Remarks on the PTE map.

The previous paragraph remarked that virtual address 0xc0300c00 is mapped by the PTE at the same virtual address. This is explained as the fixed point of the PTE map. Recall that the PTE map, PTE = h(VA), is linear:

    PTE = h( VA ) 
        = ( VA / PAGE_SIZE ) * PTE_SIZE + PTE_BASE

So there is a solution to x = h(x). However, this solution need not be integral, so this explanation of the fixed point is faulty.

Note, however, that this special address, PTE_f = 0xc0300c00, can be calculated, for any PTE_BASE, as the third iterate of the map h:

    PTE_f = h( h( h( X ) ) ),  for any virtual address X.

The first iterate maps an arbitrary virtual address to a PTE-aligned virtual address in the page table; the second iterate maps this address to a PDE in the page directory; and the third iterate maps this address the map's fixed point.

This is all by virtue that h is a contracting map:

    X /superset h(X) /superset h(h(X)) /superset ... /superset Y

and the displayed descending chain of address subsets must stablized, since the sets are discrete.
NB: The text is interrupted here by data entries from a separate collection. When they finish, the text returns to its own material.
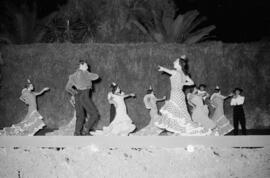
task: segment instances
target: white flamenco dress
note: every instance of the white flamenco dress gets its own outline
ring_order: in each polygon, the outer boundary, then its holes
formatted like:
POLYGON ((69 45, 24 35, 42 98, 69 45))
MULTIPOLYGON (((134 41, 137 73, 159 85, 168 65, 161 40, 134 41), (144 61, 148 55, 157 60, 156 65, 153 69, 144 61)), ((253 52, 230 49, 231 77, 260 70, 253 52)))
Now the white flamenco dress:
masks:
POLYGON ((144 96, 144 105, 146 109, 149 110, 151 120, 149 124, 138 132, 134 133, 134 136, 157 136, 163 130, 158 128, 154 123, 161 119, 161 115, 158 114, 157 101, 156 96, 151 93, 144 96))
POLYGON ((183 72, 175 71, 172 73, 170 100, 166 101, 160 109, 162 117, 155 122, 155 125, 182 136, 211 135, 211 130, 204 129, 193 122, 187 111, 185 94, 182 91, 187 79, 188 77, 183 72))
POLYGON ((112 94, 109 103, 114 104, 116 108, 114 120, 108 127, 103 127, 102 130, 96 130, 90 133, 92 135, 103 136, 128 136, 136 129, 136 126, 132 124, 132 120, 127 114, 124 94, 112 94))
POLYGON ((29 105, 27 115, 20 123, 0 130, 0 136, 33 136, 45 126, 42 116, 37 111, 36 95, 27 89, 23 89, 21 98, 29 105))

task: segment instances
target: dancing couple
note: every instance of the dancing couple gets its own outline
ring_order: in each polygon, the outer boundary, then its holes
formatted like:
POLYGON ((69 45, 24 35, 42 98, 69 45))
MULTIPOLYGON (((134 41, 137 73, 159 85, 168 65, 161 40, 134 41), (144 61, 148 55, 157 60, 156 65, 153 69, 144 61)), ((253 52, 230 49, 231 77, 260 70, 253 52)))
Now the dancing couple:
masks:
POLYGON ((91 99, 92 82, 96 81, 99 76, 88 71, 86 61, 79 62, 79 69, 69 76, 66 90, 72 95, 73 103, 76 110, 76 126, 74 135, 128 135, 135 130, 135 125, 127 115, 125 98, 135 97, 135 94, 125 94, 120 87, 113 83, 112 92, 108 94, 108 101, 114 105, 116 113, 114 119, 108 127, 95 132, 90 129, 99 119, 99 113, 91 99), (75 89, 74 89, 75 87, 75 89), (86 114, 89 118, 86 119, 86 114))

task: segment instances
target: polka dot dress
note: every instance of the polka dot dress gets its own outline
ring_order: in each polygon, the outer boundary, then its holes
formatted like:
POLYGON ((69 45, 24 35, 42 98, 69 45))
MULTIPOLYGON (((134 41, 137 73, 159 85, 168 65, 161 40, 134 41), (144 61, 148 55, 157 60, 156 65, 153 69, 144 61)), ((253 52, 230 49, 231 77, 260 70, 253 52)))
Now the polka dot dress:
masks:
POLYGON ((200 127, 191 120, 187 111, 185 94, 182 91, 182 75, 183 74, 179 72, 175 72, 170 77, 170 100, 166 101, 165 105, 160 109, 162 117, 155 123, 155 125, 167 131, 178 133, 179 135, 210 135, 210 130, 200 127))

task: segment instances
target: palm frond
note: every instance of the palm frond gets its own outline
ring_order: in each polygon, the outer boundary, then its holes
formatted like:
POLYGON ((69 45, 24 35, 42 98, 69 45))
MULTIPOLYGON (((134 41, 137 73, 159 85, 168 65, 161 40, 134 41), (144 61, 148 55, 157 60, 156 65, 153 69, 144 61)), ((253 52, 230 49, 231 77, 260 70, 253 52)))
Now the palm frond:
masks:
POLYGON ((210 25, 208 27, 204 27, 200 30, 197 30, 193 33, 190 33, 186 40, 185 43, 187 44, 193 44, 200 42, 202 39, 205 39, 204 37, 208 36, 211 31, 213 31, 216 28, 214 25, 210 25))

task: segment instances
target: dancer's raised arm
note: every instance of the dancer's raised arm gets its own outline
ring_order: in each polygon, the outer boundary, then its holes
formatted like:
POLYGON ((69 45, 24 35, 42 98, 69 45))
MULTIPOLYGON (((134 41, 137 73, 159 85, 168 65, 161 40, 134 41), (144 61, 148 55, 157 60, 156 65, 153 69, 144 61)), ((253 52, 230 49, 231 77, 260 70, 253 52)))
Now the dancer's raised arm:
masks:
POLYGON ((45 87, 40 92, 33 92, 33 93, 34 93, 34 95, 38 96, 38 95, 41 95, 41 94, 43 94, 44 92, 46 92, 48 90, 50 90, 50 88, 49 87, 45 87))
POLYGON ((162 67, 162 66, 158 66, 158 71, 165 72, 165 73, 170 74, 170 75, 172 75, 174 72, 174 70, 170 70, 170 69, 167 69, 167 68, 162 67))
Although abstract, this paragraph is a complete proof of the fixed point and illustrates all the conditions necessary for its existence.
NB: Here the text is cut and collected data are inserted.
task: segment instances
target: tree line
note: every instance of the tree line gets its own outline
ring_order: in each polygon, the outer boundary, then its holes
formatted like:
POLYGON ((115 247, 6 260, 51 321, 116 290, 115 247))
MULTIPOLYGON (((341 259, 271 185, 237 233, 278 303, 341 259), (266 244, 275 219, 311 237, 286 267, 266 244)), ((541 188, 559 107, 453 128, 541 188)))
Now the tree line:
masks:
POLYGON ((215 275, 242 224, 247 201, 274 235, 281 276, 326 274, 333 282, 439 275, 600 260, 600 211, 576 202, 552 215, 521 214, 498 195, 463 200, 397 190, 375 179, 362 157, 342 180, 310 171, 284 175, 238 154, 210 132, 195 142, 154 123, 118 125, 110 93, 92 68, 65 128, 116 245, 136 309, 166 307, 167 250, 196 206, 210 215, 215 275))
For instace, for h to be contracting, the page directory must land page aligned. Hence we find that PTE_BASE must be aligned on a 4M boundary, or 0x00400000. The length of the chain before stabilization is one more than the layers of page tables. The two level page tables of the i386 implies that 3 interations of h are necessary.
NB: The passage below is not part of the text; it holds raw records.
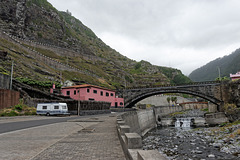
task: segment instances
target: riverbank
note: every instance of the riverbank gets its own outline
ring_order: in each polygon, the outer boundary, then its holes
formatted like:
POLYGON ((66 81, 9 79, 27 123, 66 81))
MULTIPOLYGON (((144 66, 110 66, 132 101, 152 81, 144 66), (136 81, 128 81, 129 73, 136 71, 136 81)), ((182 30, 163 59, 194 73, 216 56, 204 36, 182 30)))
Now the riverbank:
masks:
POLYGON ((158 149, 174 160, 237 160, 240 121, 212 128, 157 128, 145 136, 143 149, 158 149))

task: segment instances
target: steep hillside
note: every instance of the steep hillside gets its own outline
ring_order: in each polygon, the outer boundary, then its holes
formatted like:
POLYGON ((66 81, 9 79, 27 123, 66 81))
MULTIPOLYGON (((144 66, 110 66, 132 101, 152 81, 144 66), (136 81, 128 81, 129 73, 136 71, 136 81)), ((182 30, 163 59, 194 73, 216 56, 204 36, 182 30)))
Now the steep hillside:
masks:
POLYGON ((217 58, 214 61, 194 70, 189 78, 193 81, 212 81, 219 76, 218 68, 220 69, 221 77, 229 77, 230 73, 240 71, 240 49, 237 49, 232 54, 217 58))
POLYGON ((128 59, 46 0, 5 0, 0 6, 0 53, 7 53, 0 72, 9 74, 14 60, 14 77, 21 82, 122 88, 190 81, 179 70, 128 59))

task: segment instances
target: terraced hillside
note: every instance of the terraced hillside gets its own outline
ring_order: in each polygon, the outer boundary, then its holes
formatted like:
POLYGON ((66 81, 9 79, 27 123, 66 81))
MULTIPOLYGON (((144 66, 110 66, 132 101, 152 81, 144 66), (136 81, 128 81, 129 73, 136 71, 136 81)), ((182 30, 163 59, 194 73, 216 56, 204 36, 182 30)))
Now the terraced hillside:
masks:
MULTIPOLYGON (((50 82, 123 88, 190 80, 180 70, 131 60, 106 45, 81 21, 46 0, 0 2, 0 72, 33 86, 50 82)), ((60 85, 59 85, 60 86, 60 85)))

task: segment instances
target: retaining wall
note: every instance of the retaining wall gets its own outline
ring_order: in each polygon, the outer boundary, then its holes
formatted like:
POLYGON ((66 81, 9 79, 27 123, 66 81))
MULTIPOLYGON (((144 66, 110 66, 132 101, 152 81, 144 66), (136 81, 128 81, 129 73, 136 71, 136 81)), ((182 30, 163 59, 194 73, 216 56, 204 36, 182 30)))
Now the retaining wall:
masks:
POLYGON ((0 74, 0 88, 9 89, 10 86, 10 76, 5 74, 0 74))
POLYGON ((118 116, 117 131, 129 160, 167 160, 157 150, 142 150, 142 136, 156 127, 154 109, 125 112, 118 116))
POLYGON ((125 124, 130 126, 130 132, 144 135, 150 129, 156 127, 156 118, 153 109, 131 111, 121 115, 125 124))
POLYGON ((20 93, 17 91, 0 89, 0 109, 17 105, 19 98, 20 93))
As an alternative but hypothetical example, consider 256 byte pages of 64 PTE's per page, PTE's still 4 bytes. This would give a four level page table where each level uses 6 bits, and the final offset is 8 bits. ( 4*6+8=32 ). The fixed point would be calculated by taking h(h(h(h(h(X))))) for any X in the address space.

WinStation space layout.

The following comment is from ntos/mm/citrix/ctxmi.h. Only MmWinstationSpaceBase is a global and can be included in the table of significant globals.

//
// Address Map when MmWinstationSpaceBase == 0xA3000000.
//
// When the system is booted in 2GB mode, these addresses
// change.
//
// MmWinStationSpaceBase+0
//             Base structure
//             64K
//
// MmWinStationSpaceBase+0x10000
//             Driver images
//             12M-64K   (re)based drivers allocated from top down
//                       WIN32K.SYS based at 0xA3010000 always
//
// MmWinStationSpaceBase+0xC00000
//             Working Set
//             4M
//
// MmWinStationSpaceBase+0x1000000
//             Paged Pool
//             16M
//
// MmWinStationSpaceBase+0x2000000
//             Mapped Views
//             16M
//
//             Total
//             48M
//
// MmWinStationSpaceBase+0x3000000
//             KSTACK POOL
//
//             Total 416M
//
//

The WinstationSpace structures are in kernel space, but the active WinstaionSpace structure is mapped to MmWinStationSpaceBase. The first DWORD of this structure is the signature 0x0ccccccc, so this value should always appear at 0a3000000.

The MM_WINSTATIONSPACE structures are double-linked into a chain rooted at some global. Inside the structures are 20 PDE's which map up to 80M of Winstation space. Japanese has more.